The Neoclassical Revival style is defined by a commanding facade with a full height porch, its roof supported by classical columns. The columns are often fluted and the capitals are usually ornate Ionic or Corinthian. Like the Colonial Revival, which is comparatively simple, the Neoclassical Revival is also symmetrical with its entry centered and flanked by a balanced array of windows.
Variations in the height, width, and roof style of the porch account for the subtypes. Curved, flat roofed porticos are seen occasionally.
Unlike the Early Classical Revival and Greek Revival houses of the 19th century, the Neoclassical houses may have a variety of detail and elaborations such as side extensions as well as paired, transom, or bay windows.
Ornamental detail includes broken or unbroken pediments and side lights surrounding the entry. Classical detailing at the eave is common with embellishments like modillions or dentil molding.
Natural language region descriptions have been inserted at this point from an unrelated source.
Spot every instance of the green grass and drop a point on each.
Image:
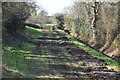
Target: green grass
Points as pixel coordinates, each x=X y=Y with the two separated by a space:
x=111 y=63
x=33 y=31
x=14 y=58
x=50 y=24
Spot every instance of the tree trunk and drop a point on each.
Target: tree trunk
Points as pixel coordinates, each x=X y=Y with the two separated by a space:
x=110 y=37
x=93 y=41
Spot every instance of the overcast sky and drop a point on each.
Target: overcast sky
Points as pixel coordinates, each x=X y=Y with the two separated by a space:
x=54 y=6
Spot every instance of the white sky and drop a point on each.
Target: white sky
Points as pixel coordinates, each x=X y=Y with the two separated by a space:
x=54 y=6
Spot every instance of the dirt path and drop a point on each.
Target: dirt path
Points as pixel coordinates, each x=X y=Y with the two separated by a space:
x=56 y=57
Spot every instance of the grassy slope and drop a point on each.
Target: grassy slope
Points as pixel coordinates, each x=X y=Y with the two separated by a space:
x=14 y=55
x=110 y=62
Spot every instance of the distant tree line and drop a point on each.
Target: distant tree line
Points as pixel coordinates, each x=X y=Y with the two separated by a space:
x=96 y=23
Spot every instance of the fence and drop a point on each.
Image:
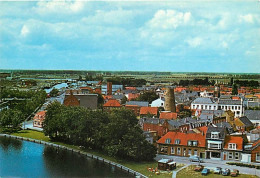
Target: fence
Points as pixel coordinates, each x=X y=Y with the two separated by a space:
x=124 y=168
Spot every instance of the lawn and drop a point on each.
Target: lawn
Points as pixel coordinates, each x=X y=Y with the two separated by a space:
x=186 y=172
x=141 y=167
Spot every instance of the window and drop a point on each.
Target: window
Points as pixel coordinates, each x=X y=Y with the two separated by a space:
x=257 y=156
x=164 y=149
x=189 y=152
x=184 y=151
x=196 y=152
x=172 y=150
x=232 y=146
x=237 y=156
x=178 y=151
x=215 y=135
x=189 y=143
x=230 y=155
x=214 y=146
x=177 y=141
x=195 y=143
x=168 y=141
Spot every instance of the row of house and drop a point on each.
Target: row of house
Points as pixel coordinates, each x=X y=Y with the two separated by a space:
x=210 y=142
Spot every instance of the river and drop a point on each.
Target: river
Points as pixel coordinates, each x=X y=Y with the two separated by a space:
x=27 y=159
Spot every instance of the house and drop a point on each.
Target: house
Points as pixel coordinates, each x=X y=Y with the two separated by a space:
x=39 y=119
x=111 y=104
x=182 y=144
x=204 y=103
x=168 y=115
x=233 y=147
x=207 y=103
x=255 y=151
x=150 y=111
x=81 y=99
x=215 y=138
x=253 y=116
x=71 y=100
x=243 y=124
x=158 y=102
x=138 y=103
x=134 y=108
x=235 y=106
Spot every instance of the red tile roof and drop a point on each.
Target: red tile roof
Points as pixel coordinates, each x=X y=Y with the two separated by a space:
x=184 y=138
x=41 y=113
x=234 y=139
x=151 y=110
x=112 y=103
x=168 y=115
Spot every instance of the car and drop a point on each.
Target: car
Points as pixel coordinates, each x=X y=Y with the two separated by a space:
x=205 y=171
x=198 y=168
x=234 y=173
x=195 y=159
x=217 y=170
x=225 y=172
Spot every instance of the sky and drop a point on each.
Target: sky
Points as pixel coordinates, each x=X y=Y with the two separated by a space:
x=175 y=36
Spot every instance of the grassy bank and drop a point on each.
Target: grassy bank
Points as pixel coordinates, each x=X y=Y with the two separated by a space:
x=189 y=172
x=141 y=167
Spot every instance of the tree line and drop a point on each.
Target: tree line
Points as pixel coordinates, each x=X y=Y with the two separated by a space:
x=196 y=82
x=19 y=110
x=116 y=134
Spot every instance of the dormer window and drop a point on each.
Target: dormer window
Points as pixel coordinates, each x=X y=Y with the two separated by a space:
x=168 y=141
x=177 y=141
x=214 y=135
x=232 y=146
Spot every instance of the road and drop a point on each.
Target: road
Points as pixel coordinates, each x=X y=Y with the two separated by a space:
x=211 y=164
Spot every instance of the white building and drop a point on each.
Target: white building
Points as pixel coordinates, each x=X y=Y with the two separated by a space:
x=208 y=103
x=158 y=102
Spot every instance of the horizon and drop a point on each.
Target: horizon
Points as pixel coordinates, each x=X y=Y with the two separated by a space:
x=148 y=36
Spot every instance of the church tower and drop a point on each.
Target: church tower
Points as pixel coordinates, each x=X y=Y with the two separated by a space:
x=170 y=100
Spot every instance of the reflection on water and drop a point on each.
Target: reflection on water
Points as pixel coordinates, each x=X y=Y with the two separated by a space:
x=8 y=143
x=78 y=165
x=27 y=159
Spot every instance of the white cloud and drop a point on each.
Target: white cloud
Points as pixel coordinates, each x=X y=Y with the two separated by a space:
x=169 y=19
x=25 y=31
x=194 y=42
x=59 y=6
x=247 y=18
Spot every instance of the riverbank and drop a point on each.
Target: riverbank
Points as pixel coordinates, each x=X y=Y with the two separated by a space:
x=139 y=167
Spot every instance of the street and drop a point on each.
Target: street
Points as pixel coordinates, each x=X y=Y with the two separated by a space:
x=211 y=164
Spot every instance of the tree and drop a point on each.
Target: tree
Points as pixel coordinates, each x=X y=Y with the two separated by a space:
x=234 y=89
x=54 y=92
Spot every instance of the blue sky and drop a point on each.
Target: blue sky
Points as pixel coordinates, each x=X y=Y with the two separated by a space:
x=178 y=36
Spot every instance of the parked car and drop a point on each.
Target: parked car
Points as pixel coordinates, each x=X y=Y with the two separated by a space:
x=205 y=171
x=225 y=172
x=195 y=159
x=217 y=170
x=198 y=168
x=234 y=173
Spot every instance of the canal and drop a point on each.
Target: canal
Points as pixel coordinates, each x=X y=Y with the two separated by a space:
x=27 y=159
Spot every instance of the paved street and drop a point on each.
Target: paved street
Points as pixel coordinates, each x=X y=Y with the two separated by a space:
x=211 y=164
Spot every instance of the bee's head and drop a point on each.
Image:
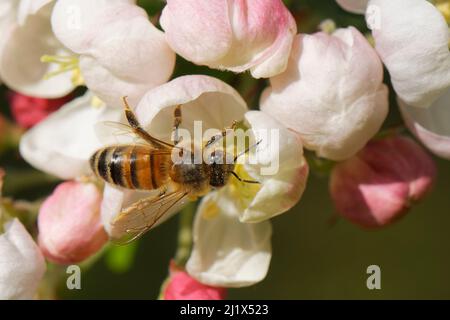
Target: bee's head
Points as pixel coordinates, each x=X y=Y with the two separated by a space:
x=221 y=165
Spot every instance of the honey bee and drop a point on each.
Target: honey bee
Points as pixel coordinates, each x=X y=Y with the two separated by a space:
x=149 y=167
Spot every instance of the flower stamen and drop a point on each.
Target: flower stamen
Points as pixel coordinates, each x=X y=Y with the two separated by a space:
x=64 y=64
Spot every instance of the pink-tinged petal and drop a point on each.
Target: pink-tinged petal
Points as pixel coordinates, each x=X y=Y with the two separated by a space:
x=22 y=265
x=430 y=125
x=226 y=252
x=354 y=6
x=182 y=286
x=203 y=98
x=21 y=49
x=331 y=94
x=29 y=111
x=70 y=228
x=379 y=185
x=411 y=38
x=235 y=35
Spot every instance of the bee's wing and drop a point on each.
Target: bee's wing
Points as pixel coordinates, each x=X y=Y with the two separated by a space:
x=117 y=133
x=144 y=214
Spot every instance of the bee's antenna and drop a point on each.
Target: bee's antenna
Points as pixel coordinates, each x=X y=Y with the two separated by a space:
x=246 y=150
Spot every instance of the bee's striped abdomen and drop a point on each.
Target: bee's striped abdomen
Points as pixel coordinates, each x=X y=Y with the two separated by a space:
x=132 y=167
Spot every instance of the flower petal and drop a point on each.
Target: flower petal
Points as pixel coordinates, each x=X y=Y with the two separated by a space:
x=204 y=98
x=62 y=144
x=430 y=125
x=226 y=252
x=30 y=7
x=331 y=94
x=280 y=168
x=69 y=223
x=20 y=57
x=411 y=38
x=123 y=56
x=354 y=6
x=22 y=265
x=233 y=35
x=76 y=22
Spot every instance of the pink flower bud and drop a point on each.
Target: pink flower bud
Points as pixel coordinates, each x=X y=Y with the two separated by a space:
x=29 y=111
x=380 y=183
x=181 y=286
x=236 y=35
x=70 y=229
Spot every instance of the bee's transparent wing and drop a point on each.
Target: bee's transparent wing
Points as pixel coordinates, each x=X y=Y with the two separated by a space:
x=144 y=214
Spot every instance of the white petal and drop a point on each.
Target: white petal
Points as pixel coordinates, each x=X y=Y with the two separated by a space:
x=121 y=56
x=116 y=199
x=62 y=144
x=111 y=74
x=280 y=168
x=76 y=22
x=430 y=125
x=354 y=6
x=226 y=252
x=23 y=46
x=412 y=37
x=203 y=98
x=22 y=265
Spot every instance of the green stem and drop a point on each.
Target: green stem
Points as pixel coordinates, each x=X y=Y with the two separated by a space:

The interest in Neoclassical Revival style stemmed primarily from the 1893 Columbian World Exposition in Chicago and the creation of the "White City." The most notable architects of the day designed classically inspired buildings to house the many exhibits at the fair. Spectacularly, the buildings were lighted at night with strings of electric lights. The effect inspired a generation of builders and architects. Though it was used for residences, Neoclassical Revival was more prominently used for public buildings and banks ... institutions where gravitas was expected.